Cette fois, l’émotion prit le lieutenant à la gorge, et il s’avança vers Rio-Santo :

– Dieu m’est témoin, dit-il, qu’en venant ici, j’avais fait le sacrifice de ma vie, dût ma mère en mourir de chagrin. Elle ne m’eût point blâmé d’avoir agi ainsi, car au-dessus des affections humaines, il y a le devoir. J’ai fait le mien et je l’ai mal fait, puisque j’ai combattu avec les armes de la fourberie et du mensonge un adversaire dont la loyauté me fait honte. J’ai arboré la branche de houx pour vous tromper, j’ai revêtu les loques d’un paysan pour endormir votre confiance et j’ai presque réussi, puisque je suis arrivé jusqu’à vous.

– Enfant, murmura Fergus O’Breane, en lui serrant la main, j’avais donné des ordres !… Vous êtes libre, et je vous prie de rejoindre vos compagnons. Ils m’ont porté un défi, – dépourvu de franchise, il est vrai, – mais ce défi, je le relève. Demain, à la pointe du jour, seul, tout seul, je quitterai ce camp ; je me dirigerai vers le nord où l’armée commandée par Randal Grahame a besoin de moi. Je passerai non loin du lac Skillin.

– Je n’en saurai rien, balbutia l’officier. Il ne m’appartient plus de vous trahir.

– Il vous appartient, répliqua Rio-Santo, de remplir votre devoir. Souvenez-vous que vous deviez me remettre une lettre et que votre mission a été accomplie. Ce qui vient de se passer ne concerne que nous ; les officiers envoyés pour me capturer ont leur rôle à remplir. J’exige que vous les laissiez faire, car il ne serait point sans honte pour vous et pour eux de laisser passer à travers leurs rangs l’homme qu’ils ont mission de capturer.

Après un instant de réflexion, il ajouta :

– Un conseil… ne vous acharnez pas à être l’un des premiers qui me poursuivront.
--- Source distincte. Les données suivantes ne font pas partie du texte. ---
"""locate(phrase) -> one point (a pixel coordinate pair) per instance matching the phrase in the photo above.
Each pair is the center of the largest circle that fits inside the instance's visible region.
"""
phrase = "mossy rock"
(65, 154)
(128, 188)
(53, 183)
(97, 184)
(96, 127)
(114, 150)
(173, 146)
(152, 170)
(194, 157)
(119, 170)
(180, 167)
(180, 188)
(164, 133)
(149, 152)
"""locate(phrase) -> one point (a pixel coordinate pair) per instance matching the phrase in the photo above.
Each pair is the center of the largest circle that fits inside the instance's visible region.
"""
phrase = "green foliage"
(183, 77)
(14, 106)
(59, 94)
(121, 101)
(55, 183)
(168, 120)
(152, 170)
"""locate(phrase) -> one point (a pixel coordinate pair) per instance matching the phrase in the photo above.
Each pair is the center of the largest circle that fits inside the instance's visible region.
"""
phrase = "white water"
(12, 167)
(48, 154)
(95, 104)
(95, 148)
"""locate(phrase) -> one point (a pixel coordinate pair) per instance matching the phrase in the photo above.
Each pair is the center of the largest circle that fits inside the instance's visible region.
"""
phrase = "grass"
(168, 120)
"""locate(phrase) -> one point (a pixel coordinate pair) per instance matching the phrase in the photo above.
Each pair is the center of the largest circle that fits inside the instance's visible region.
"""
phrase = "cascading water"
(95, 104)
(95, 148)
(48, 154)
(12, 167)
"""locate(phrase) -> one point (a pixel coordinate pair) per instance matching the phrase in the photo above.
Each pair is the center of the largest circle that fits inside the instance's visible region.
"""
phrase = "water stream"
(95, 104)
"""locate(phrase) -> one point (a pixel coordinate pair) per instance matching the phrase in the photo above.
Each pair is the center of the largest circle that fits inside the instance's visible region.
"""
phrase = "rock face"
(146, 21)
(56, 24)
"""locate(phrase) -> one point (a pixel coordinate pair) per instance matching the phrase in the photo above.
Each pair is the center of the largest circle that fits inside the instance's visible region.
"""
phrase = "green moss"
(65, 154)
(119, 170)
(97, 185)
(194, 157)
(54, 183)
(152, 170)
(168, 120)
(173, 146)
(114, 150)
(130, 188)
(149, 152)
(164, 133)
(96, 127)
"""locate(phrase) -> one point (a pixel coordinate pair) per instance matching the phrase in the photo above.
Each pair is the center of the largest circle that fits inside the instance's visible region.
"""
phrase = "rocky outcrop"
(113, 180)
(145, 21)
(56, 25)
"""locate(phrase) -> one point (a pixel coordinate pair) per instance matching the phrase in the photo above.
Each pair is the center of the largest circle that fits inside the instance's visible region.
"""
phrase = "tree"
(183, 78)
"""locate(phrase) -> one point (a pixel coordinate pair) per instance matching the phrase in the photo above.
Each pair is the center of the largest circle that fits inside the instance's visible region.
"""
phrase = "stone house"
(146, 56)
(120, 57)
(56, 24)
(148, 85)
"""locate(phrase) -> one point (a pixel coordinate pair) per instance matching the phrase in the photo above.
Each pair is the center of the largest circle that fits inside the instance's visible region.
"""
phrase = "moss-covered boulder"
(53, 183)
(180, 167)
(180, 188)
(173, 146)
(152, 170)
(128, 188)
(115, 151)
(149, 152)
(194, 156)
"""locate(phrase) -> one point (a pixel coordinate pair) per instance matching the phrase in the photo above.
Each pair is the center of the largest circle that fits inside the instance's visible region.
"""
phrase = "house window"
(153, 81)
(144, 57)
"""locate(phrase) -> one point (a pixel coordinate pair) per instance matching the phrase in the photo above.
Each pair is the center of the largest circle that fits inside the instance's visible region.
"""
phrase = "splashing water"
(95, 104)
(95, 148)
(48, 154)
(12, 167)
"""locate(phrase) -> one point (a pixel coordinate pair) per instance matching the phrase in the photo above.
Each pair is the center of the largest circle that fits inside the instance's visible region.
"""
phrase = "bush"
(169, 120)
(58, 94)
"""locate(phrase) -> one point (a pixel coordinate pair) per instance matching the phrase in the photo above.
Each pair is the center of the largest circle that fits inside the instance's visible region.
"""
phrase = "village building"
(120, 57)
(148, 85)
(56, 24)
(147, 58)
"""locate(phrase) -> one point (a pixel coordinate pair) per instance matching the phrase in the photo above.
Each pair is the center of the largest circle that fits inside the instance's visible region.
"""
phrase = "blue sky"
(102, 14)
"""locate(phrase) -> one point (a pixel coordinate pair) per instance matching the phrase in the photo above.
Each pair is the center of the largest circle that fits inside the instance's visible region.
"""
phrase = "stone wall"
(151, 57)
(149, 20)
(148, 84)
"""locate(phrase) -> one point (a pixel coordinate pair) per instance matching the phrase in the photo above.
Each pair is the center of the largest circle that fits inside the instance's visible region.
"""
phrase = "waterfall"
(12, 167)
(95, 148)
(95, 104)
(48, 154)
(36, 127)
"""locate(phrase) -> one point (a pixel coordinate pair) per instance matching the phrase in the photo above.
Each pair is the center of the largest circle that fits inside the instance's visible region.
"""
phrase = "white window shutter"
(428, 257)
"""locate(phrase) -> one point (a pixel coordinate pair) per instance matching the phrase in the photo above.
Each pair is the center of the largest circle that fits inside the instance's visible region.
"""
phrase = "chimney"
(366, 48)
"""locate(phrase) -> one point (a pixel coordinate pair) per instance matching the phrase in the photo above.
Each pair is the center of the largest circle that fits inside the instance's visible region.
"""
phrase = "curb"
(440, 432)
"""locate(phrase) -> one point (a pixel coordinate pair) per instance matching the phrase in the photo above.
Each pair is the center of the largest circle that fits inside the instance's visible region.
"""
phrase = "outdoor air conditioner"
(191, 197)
Si vous avez un bon cheval, préparez-vous à l’arrêter sur les jarrets quand j’élèverai la main pour vous, pour vous seul et pour votre mère… Voulez-vous présenter à lady Albourgham, quand vous la reverrez, les respects du marquis de Rio-Santo ?
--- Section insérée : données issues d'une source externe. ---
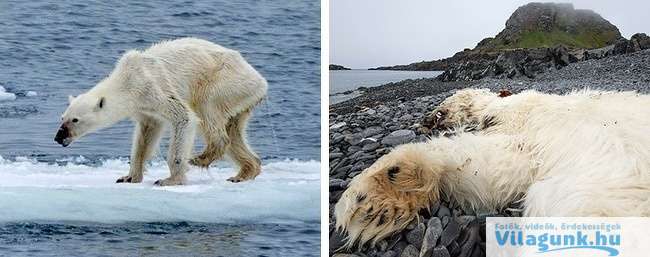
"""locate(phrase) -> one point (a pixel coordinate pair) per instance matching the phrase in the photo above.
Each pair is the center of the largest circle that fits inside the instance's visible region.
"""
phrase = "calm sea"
(58, 201)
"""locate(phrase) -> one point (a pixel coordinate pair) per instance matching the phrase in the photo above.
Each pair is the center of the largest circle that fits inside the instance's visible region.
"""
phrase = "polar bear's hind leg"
(215, 136)
(249, 163)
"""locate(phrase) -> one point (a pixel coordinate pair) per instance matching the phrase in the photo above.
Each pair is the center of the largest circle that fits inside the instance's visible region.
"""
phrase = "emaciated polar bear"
(179, 83)
(581, 154)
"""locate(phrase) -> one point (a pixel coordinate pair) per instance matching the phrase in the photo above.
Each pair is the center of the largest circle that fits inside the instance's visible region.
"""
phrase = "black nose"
(62, 134)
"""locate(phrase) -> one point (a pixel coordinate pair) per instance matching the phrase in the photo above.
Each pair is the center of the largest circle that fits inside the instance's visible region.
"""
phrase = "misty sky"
(371, 33)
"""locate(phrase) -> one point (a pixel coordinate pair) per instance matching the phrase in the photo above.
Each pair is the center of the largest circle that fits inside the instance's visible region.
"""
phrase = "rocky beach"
(365, 128)
(548, 47)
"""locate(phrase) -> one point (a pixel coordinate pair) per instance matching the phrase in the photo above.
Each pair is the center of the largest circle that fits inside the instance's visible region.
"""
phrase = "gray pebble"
(416, 235)
(410, 251)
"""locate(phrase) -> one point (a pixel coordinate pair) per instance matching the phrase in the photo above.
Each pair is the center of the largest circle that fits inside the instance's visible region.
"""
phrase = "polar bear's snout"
(63, 135)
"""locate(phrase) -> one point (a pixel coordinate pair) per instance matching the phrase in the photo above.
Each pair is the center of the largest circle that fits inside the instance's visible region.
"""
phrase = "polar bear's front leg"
(181, 142)
(145, 141)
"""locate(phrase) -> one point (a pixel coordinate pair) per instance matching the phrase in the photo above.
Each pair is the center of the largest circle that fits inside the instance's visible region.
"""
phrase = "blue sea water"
(58, 201)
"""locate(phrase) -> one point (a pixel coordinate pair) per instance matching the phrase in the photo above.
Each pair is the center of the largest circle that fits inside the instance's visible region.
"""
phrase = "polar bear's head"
(86, 113)
(462, 109)
(388, 195)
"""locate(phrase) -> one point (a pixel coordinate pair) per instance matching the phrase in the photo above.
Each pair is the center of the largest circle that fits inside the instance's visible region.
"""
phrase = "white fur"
(180, 83)
(582, 154)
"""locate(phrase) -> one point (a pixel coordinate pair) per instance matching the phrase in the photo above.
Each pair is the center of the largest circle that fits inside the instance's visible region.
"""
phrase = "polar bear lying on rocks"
(582, 154)
(177, 83)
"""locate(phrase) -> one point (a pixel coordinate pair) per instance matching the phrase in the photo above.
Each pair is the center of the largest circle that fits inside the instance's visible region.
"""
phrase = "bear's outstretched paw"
(168, 182)
(128, 179)
(235, 179)
(239, 178)
(200, 162)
Quand, une demi-heure après, le jeune officier eut franchi les derniers avant-postes de l’armée rebelle, il frappa du pied le sol et posa la main sur son front :

– Cet homme, murmura-t-il, passe pour un bandit et s’incline devant les cheveux blancs d’une femme que Londres entier respecte. Ma vie, entre ses mains, ne tenait qu’à un fil, un des cils des paupières de ma mère, qui se fût mouillé de larmes si l’on eût rapporté mon cadavre. Je jurerais que celui-là venge sa mère ; aussi jamais mon épée, à moi, ne se lèvera contre lui. Ah ! je donnerais dix ans de ma vie pour ne l’avoir point entendu me parler ainsi de lady Albourgham et pouvoir l’abattre de ma main… Mais, il me l’a dit, j’ai du sang de France dans les veines, et je comprends l’honneur autrement que mes compagnons.